築橋的人 Will Allen Dromgoole

一個老人,走過一條道路孤單,
日落黃昏,陰冷而且灰暗,
到了一個河谷,又大,又深,又寬,
高漲的水,湧流在中間。
老人不擔心那漲溢的河流,
因他在黃昏已經過到對岸;
他回來要築一道跨河的橋,
雖然他已安全到了那邊。
有個同路的旅人來對他說:
“老人,你何必浪費氣力修建;
你不需要再經過這條路,
你的行程要終結在將完今天;
你已經渡過了這廣闊的深淵,
何必要築橋在天色已晚?”

築橋者抬起他白髮蒼蒼的頭說:
“朋友,我走過了這條道路,
今天有個跟隨我的少年人,
他的腳步也要經過這旅途。
這深淵對過來人已不算甚麼,
對那少年卻可能使他失足。
好朋友,我是為了來人修築,
因為他也要經過在昏暗的日暮。
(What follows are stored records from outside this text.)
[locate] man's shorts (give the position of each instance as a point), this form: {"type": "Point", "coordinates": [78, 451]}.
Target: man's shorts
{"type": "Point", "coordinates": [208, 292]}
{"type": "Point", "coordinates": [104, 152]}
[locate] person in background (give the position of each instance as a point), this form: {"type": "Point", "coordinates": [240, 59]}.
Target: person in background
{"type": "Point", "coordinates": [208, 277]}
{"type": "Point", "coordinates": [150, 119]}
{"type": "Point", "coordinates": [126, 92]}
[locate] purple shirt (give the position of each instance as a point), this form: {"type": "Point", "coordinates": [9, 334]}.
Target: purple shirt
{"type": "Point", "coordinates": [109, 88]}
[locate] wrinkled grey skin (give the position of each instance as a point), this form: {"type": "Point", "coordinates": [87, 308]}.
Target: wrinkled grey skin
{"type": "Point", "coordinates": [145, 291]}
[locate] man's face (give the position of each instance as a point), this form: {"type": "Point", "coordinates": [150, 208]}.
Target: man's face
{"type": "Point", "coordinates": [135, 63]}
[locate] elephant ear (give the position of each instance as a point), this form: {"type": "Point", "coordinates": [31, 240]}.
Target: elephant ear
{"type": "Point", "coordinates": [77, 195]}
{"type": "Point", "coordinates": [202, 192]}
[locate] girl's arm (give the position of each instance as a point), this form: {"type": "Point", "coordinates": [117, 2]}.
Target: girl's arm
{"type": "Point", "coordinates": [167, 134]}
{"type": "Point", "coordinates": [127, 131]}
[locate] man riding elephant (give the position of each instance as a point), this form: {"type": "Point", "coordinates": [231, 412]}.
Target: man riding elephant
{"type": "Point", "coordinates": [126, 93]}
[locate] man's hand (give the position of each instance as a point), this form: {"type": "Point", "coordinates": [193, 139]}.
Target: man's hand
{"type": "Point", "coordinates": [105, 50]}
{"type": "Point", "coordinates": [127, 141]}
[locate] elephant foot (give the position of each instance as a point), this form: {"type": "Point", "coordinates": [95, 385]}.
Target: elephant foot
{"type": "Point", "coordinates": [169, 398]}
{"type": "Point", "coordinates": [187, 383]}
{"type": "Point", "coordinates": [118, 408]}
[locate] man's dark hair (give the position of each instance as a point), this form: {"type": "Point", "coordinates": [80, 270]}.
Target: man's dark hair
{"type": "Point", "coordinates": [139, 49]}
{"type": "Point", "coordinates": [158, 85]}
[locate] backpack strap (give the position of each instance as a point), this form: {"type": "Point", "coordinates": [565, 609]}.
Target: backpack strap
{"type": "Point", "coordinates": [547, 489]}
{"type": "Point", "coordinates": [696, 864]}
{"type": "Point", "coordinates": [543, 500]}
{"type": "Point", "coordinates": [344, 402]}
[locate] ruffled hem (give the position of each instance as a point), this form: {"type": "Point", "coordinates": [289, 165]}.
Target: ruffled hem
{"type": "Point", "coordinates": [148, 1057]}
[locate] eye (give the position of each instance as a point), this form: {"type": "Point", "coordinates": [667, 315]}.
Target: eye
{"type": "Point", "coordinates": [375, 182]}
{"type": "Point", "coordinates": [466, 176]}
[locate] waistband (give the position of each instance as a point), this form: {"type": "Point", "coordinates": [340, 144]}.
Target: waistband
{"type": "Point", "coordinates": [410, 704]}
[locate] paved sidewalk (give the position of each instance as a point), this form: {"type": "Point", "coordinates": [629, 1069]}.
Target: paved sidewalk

”

The Bridge Builder

An old man, going a lone highway,
Came, at the evening, cold and gray,
To a chasm, vast, and deep, and wide,
Through which was flowing a sullen tide.
The old man crossed in the twilight dim;
The sullen stream had no fear for him;
But he turned, when safe on the other side,
And build a bridge to span the tide.
“Old man,” said a fellow pilgrim, near,
“You are wasting strength with building here;
Your journey will end with the ending day;
You never again must pass this way;
You have crossed the chasm, deep and wide—
Why build you the bridge at the eventide?”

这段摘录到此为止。